La raison pour laquelle Biden ne s’engagera pas dans cette attaque totale contre le pouvoir des patrons n’est pas que les républicains le bloqueront d’une manière ou d’une autre. C’est qu’il ne veut pas le faire.
Cette version alternative de Biden ne devrait pas non plus se limiter à des gestes rhétoriques. Il pouvait copier-coller toute la suite de décrets exécutifs que Bernie Sanders a lancés à la fin du mois de janvier, allant de la directive au ministère de la Justice de légaliser la marijuana à l’annulation des contrats fédéraux pour les entreprises payant moins de 15 $ l’heure. Il pourrait ordonner au ministère de l’Éducation de cesser de recouvrer les prêts étudiants. Il pourrait même émettre une ordonnance pour étendre Medicare à tous les résidents des États-Unis.

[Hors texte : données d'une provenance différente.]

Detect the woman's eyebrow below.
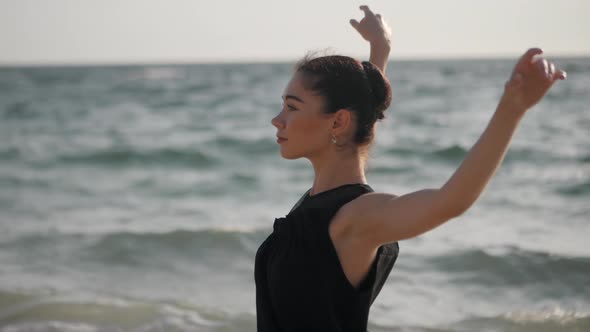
[284,95,305,104]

Les républicains lanceraient sûrement une vague de contestations juridiques face à ces réformes ambitieuses. Biden perdrait au moins certaines de ces batailles. Mais Biden étant Biden, il n’essaiera même pas.
Pour réaliser les réformes dont nous avons besoin, nous devons concentrer notre énergie non pas au lobbying sur les centristes pour qu’ils soient plus social-démocrates, mais sur la construction d’une gauche qui puisse les battre dans un proche avenir - et gouverner en son propre nom. Si cet objectif est notre guide, notre tâche est claire : définir une opposition sans ambiguïté à chaque tournant.